Wednesday, March 17, 2004

If anyone is watching, apologies for not updating for a week. Within hours of the bombs going off in Madrid last thursday, I started getting phone calls from journalists and did a short piece for the TV news. There is something pretty horrible about getting work out of the slaughter of others. I suppose in a way its not so different from a doctor who gets paid for dealing with the misfortune of others, but at least in most cases doctors get to see the positive outcome of their work. I'm not sure at all if my work will ever have any positive outcomes. Hence, the Guardian's report from the scene on friday left me with not only tears in my eyes, but also a very bad taste in my mouth. I marched with the Spanish-population of Helsinki, and assorted Finns and others, last friday night as we added a few hundred more to the millions on the streets in Spain and the thousands elsewhere around Europe. It seemed the very least I could do.
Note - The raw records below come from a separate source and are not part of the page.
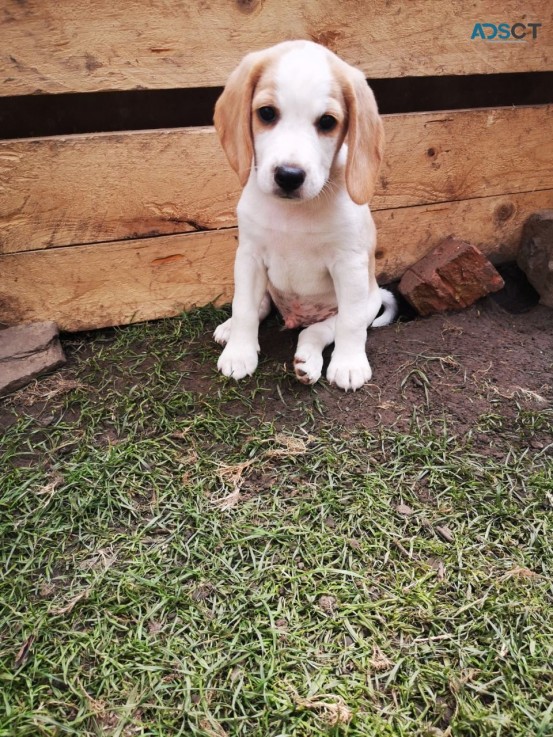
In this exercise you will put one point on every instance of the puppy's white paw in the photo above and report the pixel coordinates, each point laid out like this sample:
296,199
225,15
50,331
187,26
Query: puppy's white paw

Last year I got paid to research and write a report on terrorism - I did the best job I could and am relatively happy with the results. But this seems to have made me, by default, "an expert" - a term I would never use myself. Now journalists from decent papers phone me up and ask silly questions about "where next?" that I can't answer, and nor can anyone else besides the sick people who are almost certainly right now, organising the next outrage. Everyone jokes that terrorism studies is a growth industry, and a good line of work to get into, but last thursday it didn't seem very funny.